Other than applying through the ballot, you can participate in the London Marathon if you run for a charity. The charity you’re running for has to be on the Virgin Money London Marathon charity list (available on their website). The public ballot for the 2019 London Marathon is already open for applications, but it will be closing at 17:00 on Friday 4 May 2018. You’ll be informed whether or not you’ve secured a place in early October.

When Virgin Money started sponsoring the London Marathon, their goal was to bring real value to the sponsored event. Since the first London Marathon back in 1981, London Marathon participants have raised over £800 million. The Marathon is recognised as the largest annual one-day fundraising event in the world.

Virgin Money Giving (which is Virgin Money’s online donation site) pledged to assist London Marathon participants raise an extra £250 million in the first 5 years that they sponsored the Marathon. The fundraising done through Virgin Money Giving for the Marathon is 100% not-for-profit, which means that almost an extra £10 million has gone to charities than they would have received using other fundraising sites that charge fees.

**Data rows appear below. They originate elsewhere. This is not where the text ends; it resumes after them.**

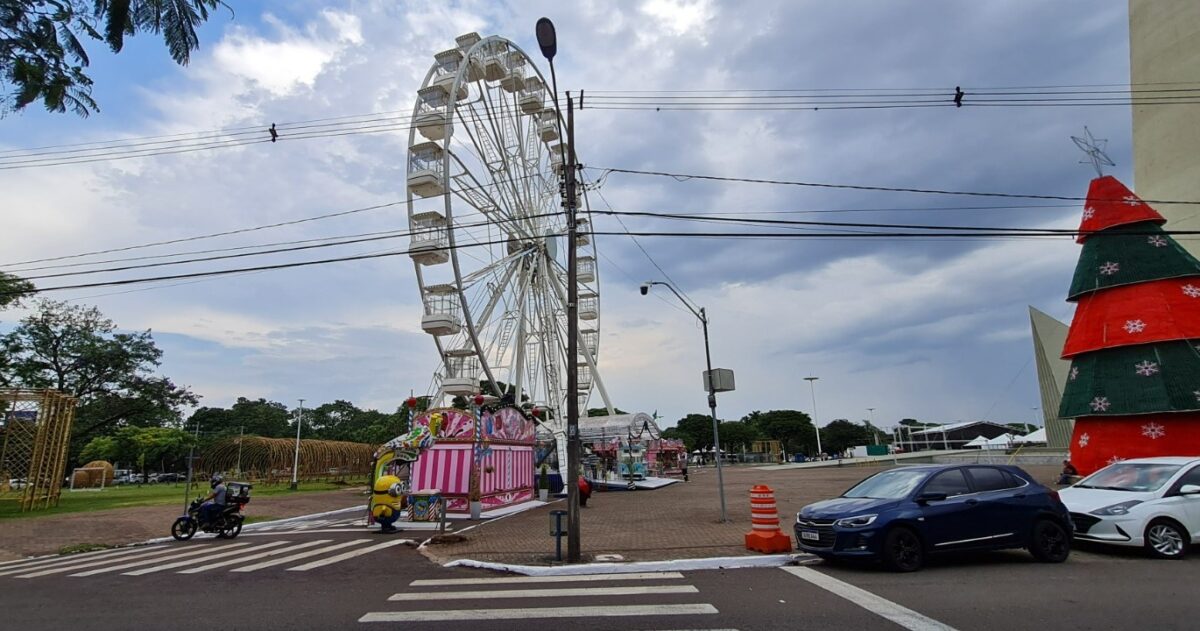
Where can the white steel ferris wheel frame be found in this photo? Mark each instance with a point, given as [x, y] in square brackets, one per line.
[513, 198]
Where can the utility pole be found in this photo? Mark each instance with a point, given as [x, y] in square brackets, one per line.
[295, 460]
[547, 40]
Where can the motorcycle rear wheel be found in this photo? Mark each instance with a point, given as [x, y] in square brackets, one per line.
[183, 529]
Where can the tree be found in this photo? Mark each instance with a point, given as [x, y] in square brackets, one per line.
[841, 434]
[1134, 368]
[792, 428]
[75, 349]
[42, 56]
[13, 288]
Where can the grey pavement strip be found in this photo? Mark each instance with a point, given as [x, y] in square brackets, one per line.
[604, 611]
[625, 590]
[871, 602]
[297, 557]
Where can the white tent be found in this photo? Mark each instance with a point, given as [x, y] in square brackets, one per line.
[1033, 437]
[977, 442]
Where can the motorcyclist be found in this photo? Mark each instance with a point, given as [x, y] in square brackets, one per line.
[215, 502]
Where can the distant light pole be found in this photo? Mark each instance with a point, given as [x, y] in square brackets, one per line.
[874, 433]
[815, 426]
[295, 460]
[712, 388]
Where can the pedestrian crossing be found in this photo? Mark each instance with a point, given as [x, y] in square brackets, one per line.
[582, 596]
[199, 557]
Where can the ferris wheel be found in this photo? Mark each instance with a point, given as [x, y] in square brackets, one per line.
[487, 232]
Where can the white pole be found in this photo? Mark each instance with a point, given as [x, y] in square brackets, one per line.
[295, 460]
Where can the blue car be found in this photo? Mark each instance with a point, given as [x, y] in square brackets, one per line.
[903, 515]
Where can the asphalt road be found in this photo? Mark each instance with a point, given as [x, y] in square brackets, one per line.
[336, 576]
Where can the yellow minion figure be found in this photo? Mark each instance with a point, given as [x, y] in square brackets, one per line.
[387, 500]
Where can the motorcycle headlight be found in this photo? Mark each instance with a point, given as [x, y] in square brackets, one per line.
[857, 522]
[1117, 509]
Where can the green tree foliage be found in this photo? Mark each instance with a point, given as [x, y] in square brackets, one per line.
[13, 288]
[42, 56]
[792, 428]
[75, 349]
[737, 436]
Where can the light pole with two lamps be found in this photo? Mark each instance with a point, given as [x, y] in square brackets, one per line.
[815, 426]
[709, 382]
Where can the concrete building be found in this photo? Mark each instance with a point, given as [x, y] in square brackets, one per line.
[1164, 48]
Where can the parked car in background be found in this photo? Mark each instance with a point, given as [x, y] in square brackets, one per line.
[1151, 503]
[903, 515]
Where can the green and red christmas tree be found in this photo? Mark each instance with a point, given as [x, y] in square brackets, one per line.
[1134, 342]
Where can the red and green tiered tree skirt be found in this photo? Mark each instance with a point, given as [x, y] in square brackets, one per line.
[1134, 342]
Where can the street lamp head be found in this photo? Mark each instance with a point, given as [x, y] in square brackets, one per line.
[547, 40]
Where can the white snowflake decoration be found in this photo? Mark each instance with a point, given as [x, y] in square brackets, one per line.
[1153, 431]
[1134, 326]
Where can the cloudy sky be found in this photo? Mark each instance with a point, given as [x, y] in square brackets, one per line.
[929, 329]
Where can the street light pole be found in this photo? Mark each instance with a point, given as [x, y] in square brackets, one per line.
[547, 40]
[712, 388]
[815, 426]
[295, 460]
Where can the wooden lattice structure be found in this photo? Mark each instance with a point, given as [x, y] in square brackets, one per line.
[269, 460]
[35, 431]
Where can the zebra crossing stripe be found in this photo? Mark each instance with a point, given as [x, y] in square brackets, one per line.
[603, 611]
[345, 556]
[624, 590]
[192, 562]
[64, 559]
[299, 556]
[195, 552]
[629, 576]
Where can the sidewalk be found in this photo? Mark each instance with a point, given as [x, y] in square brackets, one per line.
[681, 521]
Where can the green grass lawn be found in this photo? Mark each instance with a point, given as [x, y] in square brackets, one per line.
[120, 497]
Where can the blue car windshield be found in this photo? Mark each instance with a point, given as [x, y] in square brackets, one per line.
[895, 484]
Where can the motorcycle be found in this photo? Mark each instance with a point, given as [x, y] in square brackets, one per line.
[227, 524]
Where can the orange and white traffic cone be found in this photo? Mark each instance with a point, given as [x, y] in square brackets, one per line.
[766, 536]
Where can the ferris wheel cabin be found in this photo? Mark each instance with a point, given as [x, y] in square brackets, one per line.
[425, 169]
[430, 239]
[442, 310]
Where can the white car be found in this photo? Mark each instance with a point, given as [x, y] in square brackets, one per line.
[1151, 503]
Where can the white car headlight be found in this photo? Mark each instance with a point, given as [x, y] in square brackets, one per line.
[857, 522]
[1117, 509]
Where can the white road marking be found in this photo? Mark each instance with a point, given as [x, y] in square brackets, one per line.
[193, 552]
[298, 557]
[72, 566]
[629, 590]
[186, 563]
[345, 556]
[871, 602]
[630, 576]
[255, 557]
[603, 611]
[73, 558]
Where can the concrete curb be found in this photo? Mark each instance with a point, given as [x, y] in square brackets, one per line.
[714, 563]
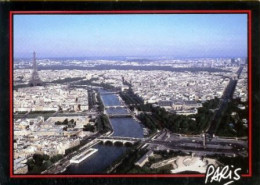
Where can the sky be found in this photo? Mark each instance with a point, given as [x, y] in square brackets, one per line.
[174, 35]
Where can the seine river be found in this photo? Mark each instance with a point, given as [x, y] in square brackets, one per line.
[106, 155]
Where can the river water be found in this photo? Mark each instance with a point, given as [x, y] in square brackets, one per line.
[106, 155]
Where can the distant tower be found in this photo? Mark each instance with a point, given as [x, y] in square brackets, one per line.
[35, 79]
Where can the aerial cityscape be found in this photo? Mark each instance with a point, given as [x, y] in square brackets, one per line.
[153, 108]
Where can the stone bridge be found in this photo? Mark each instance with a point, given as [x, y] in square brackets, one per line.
[127, 141]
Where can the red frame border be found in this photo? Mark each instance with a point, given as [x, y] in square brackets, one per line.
[11, 13]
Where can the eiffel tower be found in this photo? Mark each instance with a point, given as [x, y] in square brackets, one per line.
[35, 79]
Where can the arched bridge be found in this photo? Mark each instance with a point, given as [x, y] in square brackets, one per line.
[119, 140]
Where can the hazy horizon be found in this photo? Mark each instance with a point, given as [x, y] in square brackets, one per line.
[137, 35]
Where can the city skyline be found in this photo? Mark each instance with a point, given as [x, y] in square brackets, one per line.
[175, 35]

So, why should you start running? Well, take the Virgin Money London Marathon, for example. This Marathon raises millions of pounds in a single day every year. All of this money goes on to various charities to help them grow and develop. By running under the flag of a charity, as it were, you aren’t only fundraising for them, you’re helping raise awareness about lesser known diseases, illnesses, mental health problems, and life-changing medical issues. But people don’t just run to raise awareness and money for charities that help with illnesses, there’s also charities that help with crime issues, animals, the environment, and much more.

Of course, you don’t have to start with the London Marathon. As a novice runner, the Marathon might seem a little too overwhelming, but there are ways to start in the shallow end of the running pool. If you’re looking to get fitter, healthier, and raise awareness at the same time, you can easily set up a fundraising page and sign up for any number of local running events near you.

You might try a 5k course, at first. Over the years, most major fun runs, obstacle courses, and mud runs have had both 10k and 5k options, and a 5k is a great way to introduce yourself to the rough terrain that comes with being a charity runner. Get your friends involved, and see how much your can raise!